Government spokesperson Jimmy Manyi has apologised “unreservedly” for saying that there are too many coloureds in the Western Cape, according to a statement issued by govermnment communications today.
Manyi was heavily criticised by the ANC and Cosatu for making the “racist and completely unacceptable” remarks on a show broadcast on KykNet’s Robinson Regstreeks in March last year while he was still the director-general of labour.
The remarks came days after the union Solidarity was criticised for pointing out that around one million coloured people stood to lose their jobs if amendments to the Employment Equity Act (EEA) became law.
“Mr Manyi’s comments a year ago sought to underscore the fact that the coloured community forms part of the whole South African nation and he suggested that coloured people could take up opportunities beyond the boundaries of the Western Cape,” a statement from Government Communication and Information System (GCIS) deputy chief executive officer Vusi Mona said.
“Mr Manyi wishes to acknowledge that offence was taken as people interpreted his statement a year ago. For this he apologises unreservedly and calls on all concerned to use the consultation process on the Bill to achieve real transformation.”
In the interview, Manyi said coloureds should “spread in the rest of the country so they must stop this over-concentration situation because they are in over-supply where they are”.
“You must look into the country and see where you can meet the supply,” he said.
Cosatu said the remarks would inflame fears within the coloured community.
The ANC distanced itself from Manyi’s remarks, saying they were “disturbing” and “unacceptable”.
Mona said the debate on the EEA had caused Solidarity to revisit the television interview.
Manyi, he said, has expressed views on transformation in the Western Cape where the coloured community is in the majority “even though this is not reflected in leadership and management positions in the province”.
Mona said the government’s policy proposals were contained in the draft legislation which will soon be subject to the legislative process in Parliament.
“It is mischievous and condescending for anyone to suggest that the perceived influence of an individual could sway government policy,” he said.
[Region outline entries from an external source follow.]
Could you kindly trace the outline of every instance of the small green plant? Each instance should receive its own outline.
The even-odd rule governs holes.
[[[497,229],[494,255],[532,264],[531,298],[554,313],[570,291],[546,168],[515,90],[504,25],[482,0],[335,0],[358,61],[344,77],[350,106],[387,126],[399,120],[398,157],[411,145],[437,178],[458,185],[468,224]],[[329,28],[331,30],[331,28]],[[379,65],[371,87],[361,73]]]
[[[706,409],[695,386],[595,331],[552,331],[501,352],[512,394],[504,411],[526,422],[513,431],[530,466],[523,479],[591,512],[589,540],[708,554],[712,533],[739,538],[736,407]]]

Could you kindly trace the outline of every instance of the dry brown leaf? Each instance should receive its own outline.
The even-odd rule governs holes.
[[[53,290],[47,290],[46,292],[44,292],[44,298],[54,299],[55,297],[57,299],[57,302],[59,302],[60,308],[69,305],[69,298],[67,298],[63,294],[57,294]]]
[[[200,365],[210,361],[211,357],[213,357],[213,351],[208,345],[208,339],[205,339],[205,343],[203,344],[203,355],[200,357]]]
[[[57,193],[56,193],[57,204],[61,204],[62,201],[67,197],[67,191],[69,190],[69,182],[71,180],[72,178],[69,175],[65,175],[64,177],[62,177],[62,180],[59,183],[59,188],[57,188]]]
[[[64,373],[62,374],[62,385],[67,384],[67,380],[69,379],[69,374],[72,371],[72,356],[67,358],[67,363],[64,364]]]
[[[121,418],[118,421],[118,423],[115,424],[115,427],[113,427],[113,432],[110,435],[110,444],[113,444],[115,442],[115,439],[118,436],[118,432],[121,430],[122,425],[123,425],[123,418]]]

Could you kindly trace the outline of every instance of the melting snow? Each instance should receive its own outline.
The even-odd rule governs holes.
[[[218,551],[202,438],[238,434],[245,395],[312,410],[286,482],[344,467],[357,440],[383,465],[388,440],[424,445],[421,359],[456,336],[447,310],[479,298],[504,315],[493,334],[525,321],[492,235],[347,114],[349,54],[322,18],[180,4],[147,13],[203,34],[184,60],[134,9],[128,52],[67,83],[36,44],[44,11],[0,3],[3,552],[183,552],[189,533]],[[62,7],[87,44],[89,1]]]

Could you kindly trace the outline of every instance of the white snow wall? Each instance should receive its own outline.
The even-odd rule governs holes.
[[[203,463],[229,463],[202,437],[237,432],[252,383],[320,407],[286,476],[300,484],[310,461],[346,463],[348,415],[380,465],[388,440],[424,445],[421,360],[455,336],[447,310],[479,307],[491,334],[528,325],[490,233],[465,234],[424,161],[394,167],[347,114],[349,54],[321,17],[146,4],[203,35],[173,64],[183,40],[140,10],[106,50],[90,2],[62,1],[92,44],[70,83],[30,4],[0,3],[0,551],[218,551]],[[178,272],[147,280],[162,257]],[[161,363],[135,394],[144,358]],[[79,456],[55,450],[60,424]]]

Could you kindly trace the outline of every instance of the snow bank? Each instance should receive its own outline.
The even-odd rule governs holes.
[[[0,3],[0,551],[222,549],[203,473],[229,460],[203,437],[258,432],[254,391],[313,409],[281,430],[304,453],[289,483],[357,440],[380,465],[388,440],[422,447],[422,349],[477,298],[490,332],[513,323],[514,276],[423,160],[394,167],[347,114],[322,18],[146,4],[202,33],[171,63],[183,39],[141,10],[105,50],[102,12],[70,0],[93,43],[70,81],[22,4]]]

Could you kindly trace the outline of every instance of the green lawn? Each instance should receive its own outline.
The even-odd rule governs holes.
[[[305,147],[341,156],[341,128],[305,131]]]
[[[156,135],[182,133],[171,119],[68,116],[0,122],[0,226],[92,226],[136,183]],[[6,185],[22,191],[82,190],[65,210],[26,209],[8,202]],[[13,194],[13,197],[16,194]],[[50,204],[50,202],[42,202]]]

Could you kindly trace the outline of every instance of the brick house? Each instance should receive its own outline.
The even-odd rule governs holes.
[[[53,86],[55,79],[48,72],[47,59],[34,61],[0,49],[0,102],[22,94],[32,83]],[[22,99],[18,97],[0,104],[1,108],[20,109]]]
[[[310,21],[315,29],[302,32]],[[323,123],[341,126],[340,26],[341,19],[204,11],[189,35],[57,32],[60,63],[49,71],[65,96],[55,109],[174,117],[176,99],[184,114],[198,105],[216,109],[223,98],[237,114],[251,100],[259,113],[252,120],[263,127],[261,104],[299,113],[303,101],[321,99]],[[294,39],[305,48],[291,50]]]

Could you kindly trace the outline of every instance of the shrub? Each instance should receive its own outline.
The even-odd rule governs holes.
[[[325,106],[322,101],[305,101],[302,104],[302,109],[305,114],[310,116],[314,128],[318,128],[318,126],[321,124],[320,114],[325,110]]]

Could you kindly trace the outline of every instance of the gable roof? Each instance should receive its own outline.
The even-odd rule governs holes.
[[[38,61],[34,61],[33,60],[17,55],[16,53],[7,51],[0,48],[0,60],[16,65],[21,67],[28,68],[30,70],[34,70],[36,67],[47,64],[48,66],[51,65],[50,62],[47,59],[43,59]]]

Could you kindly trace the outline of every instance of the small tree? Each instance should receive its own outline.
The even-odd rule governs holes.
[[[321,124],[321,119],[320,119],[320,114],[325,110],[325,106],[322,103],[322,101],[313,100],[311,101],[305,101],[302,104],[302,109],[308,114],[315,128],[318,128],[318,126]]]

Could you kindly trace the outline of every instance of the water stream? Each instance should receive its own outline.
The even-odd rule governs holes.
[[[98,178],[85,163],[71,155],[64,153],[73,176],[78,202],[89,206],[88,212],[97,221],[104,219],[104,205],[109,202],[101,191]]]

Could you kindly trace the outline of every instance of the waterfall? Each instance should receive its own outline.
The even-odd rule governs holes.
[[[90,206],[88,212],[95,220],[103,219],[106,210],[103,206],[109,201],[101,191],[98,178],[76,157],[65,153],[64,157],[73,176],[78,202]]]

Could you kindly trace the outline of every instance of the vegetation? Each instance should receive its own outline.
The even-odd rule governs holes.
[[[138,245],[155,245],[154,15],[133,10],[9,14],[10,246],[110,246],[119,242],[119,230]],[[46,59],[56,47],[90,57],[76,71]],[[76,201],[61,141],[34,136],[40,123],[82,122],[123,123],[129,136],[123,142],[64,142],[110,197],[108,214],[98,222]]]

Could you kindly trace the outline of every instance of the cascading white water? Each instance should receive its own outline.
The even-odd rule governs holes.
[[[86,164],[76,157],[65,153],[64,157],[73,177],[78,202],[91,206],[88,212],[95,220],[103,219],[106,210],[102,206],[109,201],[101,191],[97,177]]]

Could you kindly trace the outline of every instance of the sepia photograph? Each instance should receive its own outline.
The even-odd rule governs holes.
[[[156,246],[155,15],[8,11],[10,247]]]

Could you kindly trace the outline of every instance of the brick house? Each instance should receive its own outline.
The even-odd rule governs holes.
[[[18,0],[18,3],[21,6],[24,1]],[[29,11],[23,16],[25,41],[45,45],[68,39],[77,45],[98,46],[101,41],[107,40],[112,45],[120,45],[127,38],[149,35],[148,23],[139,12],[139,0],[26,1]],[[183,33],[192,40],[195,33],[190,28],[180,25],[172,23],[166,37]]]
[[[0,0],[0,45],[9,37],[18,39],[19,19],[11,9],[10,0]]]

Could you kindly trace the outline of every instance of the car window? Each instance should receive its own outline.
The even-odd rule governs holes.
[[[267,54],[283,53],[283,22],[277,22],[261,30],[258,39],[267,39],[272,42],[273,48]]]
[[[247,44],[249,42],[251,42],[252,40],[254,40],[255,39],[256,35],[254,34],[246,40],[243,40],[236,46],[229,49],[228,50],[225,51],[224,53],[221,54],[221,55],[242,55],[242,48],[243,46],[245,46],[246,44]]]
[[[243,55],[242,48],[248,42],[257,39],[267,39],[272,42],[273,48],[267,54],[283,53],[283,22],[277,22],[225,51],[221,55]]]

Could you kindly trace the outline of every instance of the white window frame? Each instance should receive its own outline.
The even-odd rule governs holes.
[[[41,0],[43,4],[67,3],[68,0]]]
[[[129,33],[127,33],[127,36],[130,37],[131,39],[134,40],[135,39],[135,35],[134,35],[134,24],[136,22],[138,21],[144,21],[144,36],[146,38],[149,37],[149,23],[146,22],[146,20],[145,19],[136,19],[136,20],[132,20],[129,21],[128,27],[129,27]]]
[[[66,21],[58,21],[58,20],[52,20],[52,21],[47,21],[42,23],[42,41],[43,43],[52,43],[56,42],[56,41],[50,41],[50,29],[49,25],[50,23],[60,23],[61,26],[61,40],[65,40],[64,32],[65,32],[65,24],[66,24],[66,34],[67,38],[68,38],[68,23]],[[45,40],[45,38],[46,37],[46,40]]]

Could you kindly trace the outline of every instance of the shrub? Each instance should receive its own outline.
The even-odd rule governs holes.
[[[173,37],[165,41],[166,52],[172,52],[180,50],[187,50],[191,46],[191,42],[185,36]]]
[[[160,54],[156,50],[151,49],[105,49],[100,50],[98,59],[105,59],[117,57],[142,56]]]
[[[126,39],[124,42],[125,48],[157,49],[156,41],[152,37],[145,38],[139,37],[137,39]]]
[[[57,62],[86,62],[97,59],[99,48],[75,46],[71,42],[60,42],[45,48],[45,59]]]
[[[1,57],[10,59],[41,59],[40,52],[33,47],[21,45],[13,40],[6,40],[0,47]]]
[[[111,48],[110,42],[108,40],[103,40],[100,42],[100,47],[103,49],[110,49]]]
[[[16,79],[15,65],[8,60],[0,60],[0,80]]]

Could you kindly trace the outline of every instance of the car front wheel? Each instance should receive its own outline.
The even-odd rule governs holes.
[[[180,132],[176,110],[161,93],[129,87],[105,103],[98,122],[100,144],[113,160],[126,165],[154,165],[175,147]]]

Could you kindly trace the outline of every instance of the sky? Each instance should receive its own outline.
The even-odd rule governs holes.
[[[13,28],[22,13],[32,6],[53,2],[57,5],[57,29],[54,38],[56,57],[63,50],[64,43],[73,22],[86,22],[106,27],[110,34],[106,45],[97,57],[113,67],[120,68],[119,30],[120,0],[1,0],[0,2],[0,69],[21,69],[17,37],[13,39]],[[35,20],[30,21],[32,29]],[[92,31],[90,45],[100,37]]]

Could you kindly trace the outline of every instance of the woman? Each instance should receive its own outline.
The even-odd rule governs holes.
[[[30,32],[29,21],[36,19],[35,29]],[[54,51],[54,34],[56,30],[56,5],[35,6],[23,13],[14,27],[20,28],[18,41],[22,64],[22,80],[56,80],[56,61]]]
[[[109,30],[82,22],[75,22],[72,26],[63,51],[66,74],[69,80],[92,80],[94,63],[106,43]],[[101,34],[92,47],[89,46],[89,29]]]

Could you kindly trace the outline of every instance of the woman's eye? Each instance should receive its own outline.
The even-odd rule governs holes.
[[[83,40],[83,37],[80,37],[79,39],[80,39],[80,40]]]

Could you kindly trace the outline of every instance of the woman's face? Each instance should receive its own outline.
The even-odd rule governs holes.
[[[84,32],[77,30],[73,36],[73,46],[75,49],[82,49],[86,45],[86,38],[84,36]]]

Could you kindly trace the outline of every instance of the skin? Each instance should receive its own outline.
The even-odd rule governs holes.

“The legislative process is one in which all South Africans are routinely invited to participate. The Employment Equity Amendment Bill presents another opportunity for people to express their views democratically.”
Mona said “concern had to be expressed” that the issue has resurfaced.
“Concern has to be expressed about the fact that this issue has resurfaced, seemingly as part of a vendetta against Mr Manyi, who was recently appointed as government spokesperson – a Cabinet decision that many have sought to undermine.”